Ahora que es otro día, ahora que he dormido, ahora que vuelvo a estar despierto, ahora... sigo soñándola. De la cama al baño, toreando con las entendederas aún rajadas, levemente acunado en el arrobo del recuerdo. Tal cual. En la dulzura de haber visto y aún estar viendo. Un chiquero me ha crecido en la ducha, un toro negro que va y viene al compás de mi muleta; cargo la suerte, me abandono, y todo, la muleta, el capote, los acordes del pasodoble, y aún el cielo entero de Sevilla, se me antojan poco para tanto torero.

Lo de Ferrera en La Maestranza es, se mire por donde se mire, la obra íntima de un hombre pujando sobre sí mismo, pudiéndose, gozando atormentado de su propia obra. Es la tarea de alcanzar la belleza en un escalofrío y, tras amarla, perderla en ese mismo escalofrío. El torero como la más alta de las bellas artes. La más humana. La más verdadera. El arte no como maña, ni como técnica, ni como norma, ni siquiera como entrega de la propia existencia, que también; el arte como tormento interior del que nace una honda, entera y sublime excitación de los sentidos. Ferrera se ha hurgado en las entrañas, se ha metido la mano en las tripas, apartando las vísceras hasta encontrarse, en la caverna de sí mismo, el corazón; lo ha apretado, lo ha sangrado y, ya exangüe, ya convertido en espíritu alado, lo ha rendido en el altar maestrante. Ferrera ha sido capaz de encontrar, en un aleteo, el aliento de lo sobrenatural. Una excelsa manifestación de arte sin mácula. Creación del espíritu. Luego vendrá lo del torero en sazón, lo del mucho valor, lo de su bendita lucidez en la cara del toro,... pero nada eso explica el misterio de la emoción, el arrebato del cante grande. Decía Picasso que para pintar había que cerrar los ojos y cantar; Ferrera cantó el toreo con los ojos cerrados en la ribera del Guadalquivir. Toro y torero. Los dos. Almados los dos. Muleta en astillero. Hasta los medios y más allá. Torero, hombre y niño a la vez, porque todo artista -artista,.. ¡qué palabra tan pequeña cuando se torea así!- es un niño viejo que llora por dentro.
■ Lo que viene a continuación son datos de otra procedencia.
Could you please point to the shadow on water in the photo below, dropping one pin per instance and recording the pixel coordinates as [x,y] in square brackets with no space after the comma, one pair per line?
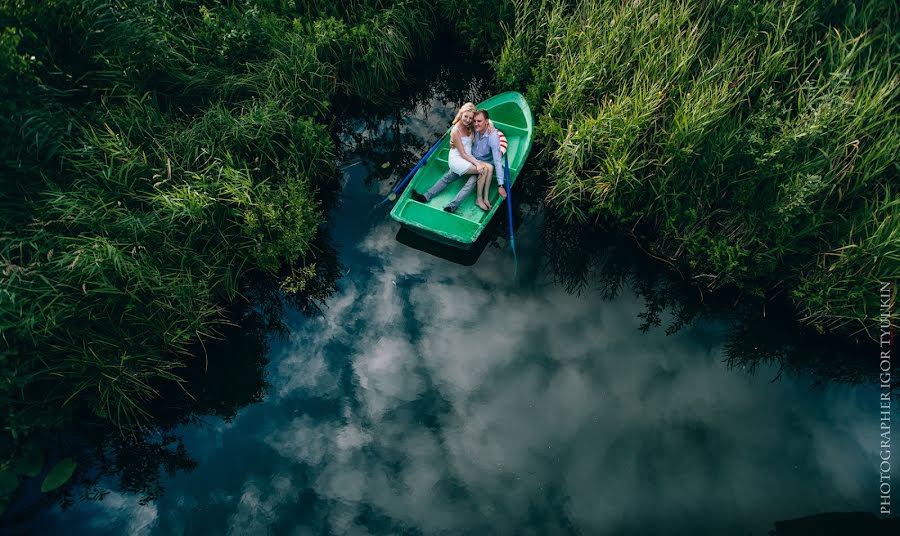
[585,257]
[230,373]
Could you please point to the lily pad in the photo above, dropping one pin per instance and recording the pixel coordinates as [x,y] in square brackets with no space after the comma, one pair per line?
[59,475]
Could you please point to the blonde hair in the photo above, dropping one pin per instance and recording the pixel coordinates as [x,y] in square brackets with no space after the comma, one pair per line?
[467,107]
[487,116]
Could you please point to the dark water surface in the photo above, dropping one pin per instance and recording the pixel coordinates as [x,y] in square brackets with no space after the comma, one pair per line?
[436,398]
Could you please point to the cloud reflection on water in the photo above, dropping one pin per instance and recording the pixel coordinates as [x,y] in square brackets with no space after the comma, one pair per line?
[551,412]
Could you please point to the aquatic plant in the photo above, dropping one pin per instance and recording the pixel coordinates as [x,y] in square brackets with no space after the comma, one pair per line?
[751,144]
[159,157]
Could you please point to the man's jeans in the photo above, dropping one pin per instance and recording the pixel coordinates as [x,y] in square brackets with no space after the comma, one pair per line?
[447,179]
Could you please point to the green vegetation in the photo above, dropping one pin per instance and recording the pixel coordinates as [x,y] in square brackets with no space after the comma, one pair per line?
[156,155]
[750,144]
[159,155]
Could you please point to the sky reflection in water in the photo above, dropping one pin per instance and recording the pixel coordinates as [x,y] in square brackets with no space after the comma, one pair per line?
[435,398]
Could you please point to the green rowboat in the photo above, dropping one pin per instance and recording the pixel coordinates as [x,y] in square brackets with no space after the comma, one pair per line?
[512,116]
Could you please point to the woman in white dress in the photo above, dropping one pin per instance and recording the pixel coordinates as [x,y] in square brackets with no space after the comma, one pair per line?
[460,158]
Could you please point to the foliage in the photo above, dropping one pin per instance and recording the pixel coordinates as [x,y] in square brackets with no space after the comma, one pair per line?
[752,144]
[157,157]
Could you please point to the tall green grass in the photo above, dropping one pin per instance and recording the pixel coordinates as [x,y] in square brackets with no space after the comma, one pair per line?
[156,157]
[753,144]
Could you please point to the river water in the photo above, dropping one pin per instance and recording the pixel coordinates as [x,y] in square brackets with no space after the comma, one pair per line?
[431,397]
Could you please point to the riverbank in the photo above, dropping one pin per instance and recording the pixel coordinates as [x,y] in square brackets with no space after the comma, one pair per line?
[749,145]
[160,156]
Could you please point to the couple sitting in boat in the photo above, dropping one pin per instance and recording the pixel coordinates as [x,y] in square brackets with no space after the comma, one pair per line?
[474,143]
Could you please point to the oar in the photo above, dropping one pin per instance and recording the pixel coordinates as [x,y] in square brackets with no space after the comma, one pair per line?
[512,237]
[393,195]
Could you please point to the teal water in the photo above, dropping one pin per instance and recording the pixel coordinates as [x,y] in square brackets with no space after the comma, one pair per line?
[431,397]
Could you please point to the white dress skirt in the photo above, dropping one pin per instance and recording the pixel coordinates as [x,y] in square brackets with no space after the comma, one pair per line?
[458,164]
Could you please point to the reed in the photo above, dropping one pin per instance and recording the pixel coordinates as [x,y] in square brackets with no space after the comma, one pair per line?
[751,143]
[162,156]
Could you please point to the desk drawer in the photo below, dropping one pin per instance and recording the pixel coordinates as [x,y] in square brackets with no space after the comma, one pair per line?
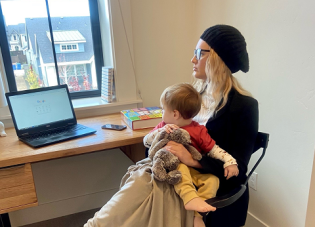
[17,190]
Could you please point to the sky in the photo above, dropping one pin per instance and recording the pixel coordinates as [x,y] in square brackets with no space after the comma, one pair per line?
[15,11]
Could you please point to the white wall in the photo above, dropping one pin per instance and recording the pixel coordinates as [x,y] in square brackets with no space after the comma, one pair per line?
[310,218]
[163,45]
[280,37]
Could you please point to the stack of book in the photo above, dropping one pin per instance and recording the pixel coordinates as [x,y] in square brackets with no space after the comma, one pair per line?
[140,118]
[108,84]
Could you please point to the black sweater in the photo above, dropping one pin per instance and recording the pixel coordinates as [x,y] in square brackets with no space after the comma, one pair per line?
[234,128]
Los taurinos repetimos como un mantra aquello de «salir de la plaza toreando». No hay mayor triunfo. De hecho aquí sigo yo, toreando en la ducha. Me llueven los capotazos uno a uno, detenidos como gotas en vuelo. No hubo trofeos; las orejas no pasan de ser desperdicios. El premio no fue de este mundo. El sábado salimos toreando con la dicha de haber topado con el manantial de la emoción; el ánimo trémulo y el raciocinio descoyuntado. Fue, es, la dicha de haber presenciado algo inolvidable por ser tremendamente humano. Tan fieramente humano que pudiera ser divino. Un motivo para volver una y mil veces a una plaza de toros, para creer en el milagro, para buscar con ojos de niño aquella otra primera faena que nos hizo, me hizo, paladear el toreo.

Entre las gentes de la mar se solía repetir una máxima atribuida a Pompeyo. Una frase inmensa como la mar océana: «Vivir no es necesario, navegar sí». Pues, lo crean ustedes o no se lo crean, sean ustedes taurinos, antitaurinos o mediopensionistas, amanezca mañana o se acabe el mundo, el sábado, en la Maestranza, a Ferrera, hombre por la gracia de Dios, torero por más señas, extremeño, se le olvidó vivir para poder navegar. Ay, si mi pluma valiera tu capote... Ni eso puedo. «Ya no puedo más», dijo Alonso Quijano. Tan solo verónicas en la ducha.